In the vibrant tapestry of Ukrainian Catholic Church traditions, the Philipian Fast often stands in the shadow of its more widely recognized counterpart, the Great Fast before Pascha. This 40-day period of preparation holds a unique significance, serving as an ancient practice to ready believers for the Incarnation and Theophany of the Lord Jesus Christ. In this blog article, we delve into the theological significance of the Philipian Fast and the accompanying customs that enrich this spiritual journey.


Understanding the Philipian Fast

While the Nativity and Theophany events may seem less prominent compared to Pascha, the Philipian Fast plays a crucial role in spiritually preparing individuals for the Incarnation and the public ministry of Christ. Distinct from the more structured Great Fast, the Philipian Fast lacks public events, leading to a gradual decline in its practice. Yet, its theological significance makes it a valuable component of Ukrainian Catholic traditions.


Theological Significance

Linking the birth and public ministry of Christ, the Philipian Fast serves as a spiritual bridge, preparing believers to receive Christ into the world and embark on His public ministry. It acts as a precursor to Theophany, where Christ begins to reveal the mysteries of God, notably the Mystery of the Trinity. The journey of the Philipian Fast enriches the spiritual experience, fostering a sense of readiness for the profound mysteries that unfold during this sacred season.


Symbolism of St. Philip’s Fast

To enhance the fasting experience, practitioners engage in various activities such as prayer, Scripture reading, church attendance, and participation in sacraments. A meaningful practice involves the use of a Pylypivka wreath, a symbolic and spiritual tool that symbolizes the eternal nature of God. The wreath, adorned with evergreen branches and candles, represents Christ as the light of the world, each candle holding a specific meaning. The Pascal candle, representing Christ, is lit alongside others on Christmas Eve or Christmas Day.

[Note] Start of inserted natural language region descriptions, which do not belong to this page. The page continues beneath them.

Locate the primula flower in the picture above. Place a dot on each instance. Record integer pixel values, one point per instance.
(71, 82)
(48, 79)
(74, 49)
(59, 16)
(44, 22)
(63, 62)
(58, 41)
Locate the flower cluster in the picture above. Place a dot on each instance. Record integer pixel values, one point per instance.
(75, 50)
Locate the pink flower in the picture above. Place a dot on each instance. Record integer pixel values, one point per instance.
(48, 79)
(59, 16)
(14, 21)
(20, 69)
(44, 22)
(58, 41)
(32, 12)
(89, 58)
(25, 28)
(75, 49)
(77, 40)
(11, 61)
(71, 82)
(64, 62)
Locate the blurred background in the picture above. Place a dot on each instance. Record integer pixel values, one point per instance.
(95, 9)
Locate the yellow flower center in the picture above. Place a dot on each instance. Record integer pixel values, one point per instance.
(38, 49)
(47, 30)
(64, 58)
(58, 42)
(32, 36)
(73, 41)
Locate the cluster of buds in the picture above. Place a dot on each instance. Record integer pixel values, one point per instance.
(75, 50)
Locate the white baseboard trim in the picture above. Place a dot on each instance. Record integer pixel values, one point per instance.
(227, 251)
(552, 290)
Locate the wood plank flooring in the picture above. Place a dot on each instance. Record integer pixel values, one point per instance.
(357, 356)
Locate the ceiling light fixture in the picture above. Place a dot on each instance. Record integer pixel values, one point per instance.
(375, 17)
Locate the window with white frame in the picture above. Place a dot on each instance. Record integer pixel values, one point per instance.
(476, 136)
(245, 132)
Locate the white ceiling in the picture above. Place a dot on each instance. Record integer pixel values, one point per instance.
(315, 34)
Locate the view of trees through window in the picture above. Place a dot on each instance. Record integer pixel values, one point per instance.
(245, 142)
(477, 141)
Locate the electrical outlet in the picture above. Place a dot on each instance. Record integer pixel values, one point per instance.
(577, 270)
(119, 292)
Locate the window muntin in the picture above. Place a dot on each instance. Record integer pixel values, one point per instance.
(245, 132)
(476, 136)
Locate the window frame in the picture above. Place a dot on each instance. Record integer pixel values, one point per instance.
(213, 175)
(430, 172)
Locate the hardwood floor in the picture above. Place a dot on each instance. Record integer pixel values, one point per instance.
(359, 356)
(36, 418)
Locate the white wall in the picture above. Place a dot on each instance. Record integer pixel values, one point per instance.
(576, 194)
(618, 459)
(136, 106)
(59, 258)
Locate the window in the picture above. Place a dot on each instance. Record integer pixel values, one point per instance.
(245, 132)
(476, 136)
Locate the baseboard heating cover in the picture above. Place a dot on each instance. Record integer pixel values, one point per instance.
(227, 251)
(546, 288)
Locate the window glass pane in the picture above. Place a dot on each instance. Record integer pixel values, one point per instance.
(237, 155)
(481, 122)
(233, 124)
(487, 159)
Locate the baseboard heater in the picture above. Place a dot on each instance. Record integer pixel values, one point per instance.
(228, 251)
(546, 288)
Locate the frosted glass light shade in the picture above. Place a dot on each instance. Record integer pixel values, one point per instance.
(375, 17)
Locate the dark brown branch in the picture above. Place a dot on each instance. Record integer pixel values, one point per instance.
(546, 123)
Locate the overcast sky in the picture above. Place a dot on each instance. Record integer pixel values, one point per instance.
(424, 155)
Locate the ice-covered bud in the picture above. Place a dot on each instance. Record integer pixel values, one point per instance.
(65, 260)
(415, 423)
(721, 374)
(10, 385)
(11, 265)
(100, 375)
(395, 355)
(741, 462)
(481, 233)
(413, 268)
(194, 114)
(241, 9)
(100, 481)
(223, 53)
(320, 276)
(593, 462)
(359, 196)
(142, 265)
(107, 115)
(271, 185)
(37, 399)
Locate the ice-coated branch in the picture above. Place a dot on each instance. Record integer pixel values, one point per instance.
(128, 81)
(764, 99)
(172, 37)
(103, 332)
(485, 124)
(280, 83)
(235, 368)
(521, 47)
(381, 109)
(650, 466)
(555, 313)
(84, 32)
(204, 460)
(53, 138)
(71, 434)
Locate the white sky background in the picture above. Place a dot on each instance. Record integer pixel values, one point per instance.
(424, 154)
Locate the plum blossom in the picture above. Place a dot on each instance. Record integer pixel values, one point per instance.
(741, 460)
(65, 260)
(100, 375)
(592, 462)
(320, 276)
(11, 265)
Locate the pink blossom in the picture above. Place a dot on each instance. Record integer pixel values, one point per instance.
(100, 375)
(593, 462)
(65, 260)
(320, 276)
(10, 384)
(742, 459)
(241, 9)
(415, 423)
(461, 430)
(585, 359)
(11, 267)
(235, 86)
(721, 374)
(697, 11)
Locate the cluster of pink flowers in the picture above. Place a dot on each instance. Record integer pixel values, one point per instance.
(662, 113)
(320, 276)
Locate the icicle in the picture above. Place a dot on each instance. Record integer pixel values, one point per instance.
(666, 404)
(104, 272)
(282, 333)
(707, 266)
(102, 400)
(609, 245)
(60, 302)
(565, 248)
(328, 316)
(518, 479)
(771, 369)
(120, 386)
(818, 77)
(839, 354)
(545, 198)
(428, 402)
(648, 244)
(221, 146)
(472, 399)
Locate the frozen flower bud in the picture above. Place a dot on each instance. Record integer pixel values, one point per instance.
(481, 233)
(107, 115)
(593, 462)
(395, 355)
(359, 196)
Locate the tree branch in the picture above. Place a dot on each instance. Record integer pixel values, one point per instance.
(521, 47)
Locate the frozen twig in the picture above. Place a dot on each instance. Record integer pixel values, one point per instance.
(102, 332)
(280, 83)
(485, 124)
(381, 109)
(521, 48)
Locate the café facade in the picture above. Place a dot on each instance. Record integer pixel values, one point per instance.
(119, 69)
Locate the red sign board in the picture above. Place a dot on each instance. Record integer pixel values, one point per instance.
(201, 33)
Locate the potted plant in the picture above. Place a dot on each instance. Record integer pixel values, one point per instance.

The Journey of St. Philip’s Fast

Commencing on November 15, following the feast of St. Philip on November 14, the fast unfolds with key milestones. These include the feast of the Holy Apostle and Evangelist Matthew on November 16, the Entrance of the Mother of God into the Temple on November 21, and the Feast of the Holy Apostle Andrew the First-Called on November 30. As the fast progresses, significant dates include the Feast of St. Nicholas the Wonderworker on December 6, the Feast of the Conception of St. Anna on December 9, and Sundays dedicated to Holy Ancestors in Faith (December 11-17) and the Genealogy of Jesus Christ (December 18-24).


Connecting with Ukrainian Catholic Traditions

On November 15, the Church issues an invitation for believers to prepare for the Feast of the Nativity. Throughout the 40-day period, additional announcements guide individuals on how to focus their attention and spiritually renew themselves. Special days, such as the feast of St. Andrew the Apostle and St. Nicholas the Wonderworker, feature hymns that speak of the impending birth of Jesus, psychologically preparing the congregation for the Nativity.


In conclusion, the Philipian Fast emerges as a profound journey of spiritual preparation, adorned with symbolic practices and marked by key feasts and events. While it may not enjoy the same widespread recognition as the Great Fast, its significance in bridging the Nativity and Theophany makes it a practice worth preserving and embracing. Lighting each candle on the Pylypivka wreath becomes a reflection on the eternal light of Christ, preparing hearts for the profound mysteries of God’s Son, the Light of the world. As we connect with the richness of Ukrainian Catholic traditions, the Philipian Fast stands as a testament to the enduring spiritual legacy that shapes the faith and lives of believers.